19. Yüzyıl bilimindeki yanlış bir algı neticesinde gelişen bilimsel buluşlar nötrinonun keşif serüvenini meydana getirdi; çünkü bu dönem bilim insanları madde ve enerjinin birbirinden tamamen farklı fiziksel olgular olduğunda hemfikirdiler. Klasik fizik açısından madde, uzayda yer kaplayan belli kütleye sahip şey’dir. Öte yandan enerji onların bakış açısına göre maddeden (kütleden) tamamen farklıydı zira enerjinin uzayda yer kaplaması veya herhangi bir kütleye sahip olması söz konusu değildi ancak sadece enerjinin iş yapabilmesi mümkündü. Ayrıca kütle ve enerji hakkında ortak bir görüş mevcuttu ki o da hepimizin bildiği, ‘hiçbir şey ne yoktan var edilebilir ne de vardan yok edilebilir’ hakkındaki korunum yasaları’nı temsil eden fikirdi. Kütle-enerji arasındaki bu farklı algı bilim dünyasını uzun süre meşgul etti; ta ki tarihler 1905 yılını gösterene dek… Bu ve bundan sonraki yıllarda Alman Fizikçi Albert Einstein (1879-1955), uzay ve zaman algılarımızı altüst ettiği yetmezmiş gibi madde ve enerji hakkındaki görüşleriyle de darmadağınık olan bilgilerimizi yerli yerine koyarak büyük bir başarı daha gerçekleştirdi. Einstein’a göre kütle enerjiye, enerji de kütleye dönüşebilirdi çünkü kütle bir nevi enerjinin yoğunlaşmış bir biçimiydi; kısacası kütle ve enerji ayrılmaz bir bütündü ve bu iki kavramı birbirinden ayrı düşünmek pek mümkün değildi.
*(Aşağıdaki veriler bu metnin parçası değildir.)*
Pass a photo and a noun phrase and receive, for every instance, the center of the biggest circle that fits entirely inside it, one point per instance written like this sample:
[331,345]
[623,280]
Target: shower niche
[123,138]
Oysa enerjinin korunum yasası tam anlamıyla çözülememişti zira fizikçiler on yılı aşkın bir süredir, 1920’lerden itibaren 1930 yıllarının başına kadar, beta parçacığının bozunumu (radyoaktif atom çekirdeğinin pozitif (+) ya da negatif (-) elektron fırlatarak gerçekleştirdiği bozunum) sorunuyla uğraşıyorlardı. Beta parçacıkları, bir çekirdek parçalandığında kütle kaybından dolayı açığa çıkması beklenen enerjiyi bütünüyle çekirdekten dışarı çıkartabiliyordu. Ölçümler radyoaktif maddeden çıkan elektronların enerjilerinde bir süreklilik gösteriyordu ki, kuantum kuramına göre bu yanlıştı; çünkü elektronlar önüne gelen her enerjiyi değil de belirli enerjileri alabilirlerdi. Ayrıca çekirdeğin parçalanmadan önceki enerjisi sonraki enerjisinden büyük çıkıyordu. Nitekim beta bozunumundaki daha az enerji ve pek de tahmin edilemeyen bu problem bazı fizikçileri dehşete düşürmekle kalmamış, enerjinin korunumu yasasının bu parçacık için geçerli olmadığını bilim dünyasında ümitsizce düşündürmeye başlamıştı. Öte yandan bir diğer sıkıntıysa kinetik enerjide görülen farklılıktan kaynaklanıyordu. Şöyle ki; yayılan beta parçacıklarının farklı enerji değerleri vardı ve buda farklı enerjide elektron yayılması demekti; parçalanan çekirdeklerin başlangıç kütleleri aynı olduğundan parçalanma neticesinde elektronların kinetik enerjileri de aynı olmalıydı fakat evdeki hesap çarşıya uymuyordu. Beta bozunumu esnasında çekirdeğin parçalanması sonucu açığa çıkan kinetik enerji tamamen farklıydı! Peki, bu nasıl mümkün oluyordu?  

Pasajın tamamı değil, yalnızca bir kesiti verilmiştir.